The term "hang" refers to a failure to process. Processes may hang for a variety of reasons that have nothing to do with GT.M. However, hanging GT.M processes may indicate that a database has become inaccessible. When you suspect a hang, first determine the extent of the problem.
Your tools include:
Knowledge of the application and how it is used
Communication with users
The ps command and other UNIX system utilities
WHEN MANY PROCESSES ON A SYSTEM ARE HANGING, determine if the hangs are confined to a particular application. If all applications are affected or if processes not using GT.M databases are affected, the problem is not a database-specific problem, but something more general, such as a UNIX problem. Refer to section H6.

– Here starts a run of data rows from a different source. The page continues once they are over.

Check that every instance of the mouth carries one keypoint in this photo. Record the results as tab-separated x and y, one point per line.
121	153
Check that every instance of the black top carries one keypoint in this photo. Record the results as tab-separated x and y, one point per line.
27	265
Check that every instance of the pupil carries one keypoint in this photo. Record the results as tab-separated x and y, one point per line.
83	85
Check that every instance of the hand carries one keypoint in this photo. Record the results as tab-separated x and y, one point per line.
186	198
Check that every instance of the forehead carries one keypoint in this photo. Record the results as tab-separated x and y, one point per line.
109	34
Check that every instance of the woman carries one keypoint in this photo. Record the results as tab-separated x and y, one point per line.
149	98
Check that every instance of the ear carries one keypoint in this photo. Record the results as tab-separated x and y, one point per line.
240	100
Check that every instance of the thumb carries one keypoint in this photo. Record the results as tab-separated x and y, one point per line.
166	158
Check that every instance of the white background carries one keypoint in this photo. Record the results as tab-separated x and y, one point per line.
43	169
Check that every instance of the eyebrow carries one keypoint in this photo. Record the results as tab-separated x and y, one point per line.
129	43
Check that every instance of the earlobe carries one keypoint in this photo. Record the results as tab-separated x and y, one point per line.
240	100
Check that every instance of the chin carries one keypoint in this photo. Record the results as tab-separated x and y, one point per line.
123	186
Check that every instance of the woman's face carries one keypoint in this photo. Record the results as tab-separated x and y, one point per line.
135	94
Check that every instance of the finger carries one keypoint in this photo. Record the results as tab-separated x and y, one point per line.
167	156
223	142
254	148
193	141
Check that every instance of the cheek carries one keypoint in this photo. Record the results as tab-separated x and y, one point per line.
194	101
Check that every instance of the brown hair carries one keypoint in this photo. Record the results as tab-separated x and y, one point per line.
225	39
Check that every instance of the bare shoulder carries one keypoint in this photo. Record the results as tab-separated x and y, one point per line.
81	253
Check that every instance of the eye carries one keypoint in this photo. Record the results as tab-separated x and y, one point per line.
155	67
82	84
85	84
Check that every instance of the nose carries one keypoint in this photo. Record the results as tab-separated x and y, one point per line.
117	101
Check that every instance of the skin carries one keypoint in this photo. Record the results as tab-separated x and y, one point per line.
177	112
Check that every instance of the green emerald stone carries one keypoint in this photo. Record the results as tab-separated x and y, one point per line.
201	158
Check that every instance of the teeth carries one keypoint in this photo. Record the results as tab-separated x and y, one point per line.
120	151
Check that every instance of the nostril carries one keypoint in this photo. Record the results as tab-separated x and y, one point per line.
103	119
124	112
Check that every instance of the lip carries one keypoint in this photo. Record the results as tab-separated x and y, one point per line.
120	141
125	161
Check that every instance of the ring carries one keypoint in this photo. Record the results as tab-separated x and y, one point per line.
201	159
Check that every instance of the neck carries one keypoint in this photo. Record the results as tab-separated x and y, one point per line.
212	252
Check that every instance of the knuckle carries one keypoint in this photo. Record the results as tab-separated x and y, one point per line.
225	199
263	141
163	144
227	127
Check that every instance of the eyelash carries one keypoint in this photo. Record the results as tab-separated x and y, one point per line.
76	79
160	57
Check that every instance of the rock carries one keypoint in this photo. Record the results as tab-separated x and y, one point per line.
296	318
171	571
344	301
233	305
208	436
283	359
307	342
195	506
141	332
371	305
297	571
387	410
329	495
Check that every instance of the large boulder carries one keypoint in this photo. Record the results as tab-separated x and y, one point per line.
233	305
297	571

WHEN ONLY ONE PROCESS IS HANGING, find out whether that process is the only one using a particular GT.M application. If it is the only process, start some appropriate second process and determine whether the second process is also affected.
IF A PROCESS HANGS WHILE OTHER PROCESSES ACCESSING THE SAME DATABASE CONTINUE TO PROCESS, the problem is not a database problem. Refer to section H2 and then to section H8.
WHEN ONLY GT.M PROCESSES RUNNING A PARTICULAR APPLICATION HANG,the problem may be a database problem. Refer to section H2.
Is the system "hung?" If so, consider the following additional questions:
Does LKE work? If not, then a database has problems (see below).
Are there locks owned by a nonexistent process? Can they be cleared? What were the circumstances of a process leaving locks?
Are there locks which are not changing? What is the state of the owning process(es)? If not all processes are hung, can the stalled process(es) be MUPIP STOPped?
Does some region have a "persistent" owner of the critical section (crit)? Which one(s)?
If there is a crit owner, what is its state? If it is a nonexistent process can it be -REMOVED?
Does a CRIT -INIT -RESET free the section or just change who owns it?
If CRIT -INIT -RESET doesn't free the problem, the cache is damaged.
The following is another way of testing the cache: If CRIT is cleared and DSE BUFFER hangs, the cache is not working. Use MUPIP STOP and/or CRIT -INIT -RESET to get everyone out of the segment, then use DSE WCINIT. After a WCINIT, make sure that you can successfully exit from DSE. Use MUPIP INTEG (-FAST) to check for damage which can be induced by WCINIT.